West Point Dragged For Removing ‘Duty, Honor, Country’ From Mission Statement

(Photo by Spencer Platt/Getty Images)

Ilan Hulkower Contributor
Font Size:

The United States Military Academy — commonly known as West Point — caused an uproar after removing the phrase “Duty, Honor, And Country” from its mission statement, Newsweek reported Thursday.

Superintendent Lt. Gen. Steve Gilland recommended Monday in a letter that the statement be updated, as well as considerably lengthened.

The new suggested mission statement would be “To build, educate, train, and inspire the Corps of Cadets to be commissioned leaders of character committed to the Army Values and ready for a lifetime of service to the Army and Nation”, according to the superintendent’s letter. “Both the Secretary of the Army and Army Chief of Staff approved this recommendation,” Gilland added.

The old mission statement, first formally adopted by the Academy in 1998, is still “foundational to the United States Military Academy’s culture and will always remain our motto,”  Superintendent Lt. Gen. Gilland assured the public in the letter. (RELATED: Supreme Court Declines To Block West Point’s Race-Based Admissions Program)

The phrase “Duty, Honor, Country” comes from a farewell address that retired Gen. Douglas MacArthur delivered to West Point cadets in 1962, Newsweek noted.

The reaction to the change was largely negative.

Wow! #WestPoint announcing they’ve gone full globalist. Purposely tanking recruitment of young Americans patriots to make room for the illegal mercenaries,” Rachel Campos-Duffy, a Fox News co-host, tweeted.

“Old and busted motto: ‘Duty, Honor, Country’ New motto: ‘Diversity, Inclusion, Equity,'” another user posted in response to a Tuesday post by the military academy.

“Fire whoever removed your motto. This is why people don’t want to join. Even legacies don’t want to join because it’s not the same, and you’re making it worse. As a retired vet, generations of my family served, and it stops at my children,” wrote another.

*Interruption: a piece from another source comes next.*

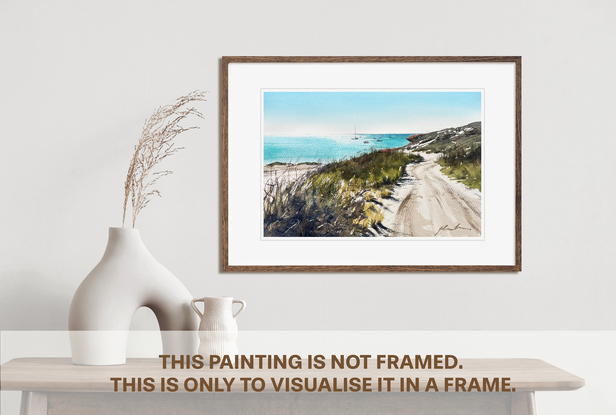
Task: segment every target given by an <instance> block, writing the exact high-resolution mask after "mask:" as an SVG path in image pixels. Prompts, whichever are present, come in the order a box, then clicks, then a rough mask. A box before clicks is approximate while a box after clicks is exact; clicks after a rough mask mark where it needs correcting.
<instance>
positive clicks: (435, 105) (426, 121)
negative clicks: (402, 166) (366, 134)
mask: <svg viewBox="0 0 616 415" xmlns="http://www.w3.org/2000/svg"><path fill="white" fill-rule="evenodd" d="M263 120H264V134H265V135H288V136H313V135H338V134H353V131H354V128H355V126H357V133H358V134H379V133H382V134H406V133H423V132H429V131H435V130H440V129H442V128H447V127H458V126H461V125H464V124H468V123H470V122H473V121H481V92H467V91H463V92H462V91H451V92H450V91H447V92H440V91H439V92H430V91H386V92H382V91H378V92H372V91H349V92H346V91H345V92H340V91H300V92H295V91H293V92H285V91H266V92H264V93H263Z"/></svg>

The MacArthur Society of West Point Graduates, which advocates for “a return to traditional West Point Principles” said in a statement that “progressive ideology is eroding away at West Point and doing so in a slow but methodical march, co-opting our good intentions through the specter of cultural Marxism,” according to The Washington Times.

West Point received 12,589 applications to join its class of 2026, a drop of around 10 percent from the previous year. The academy typically accepts around 1,300 cadets per year.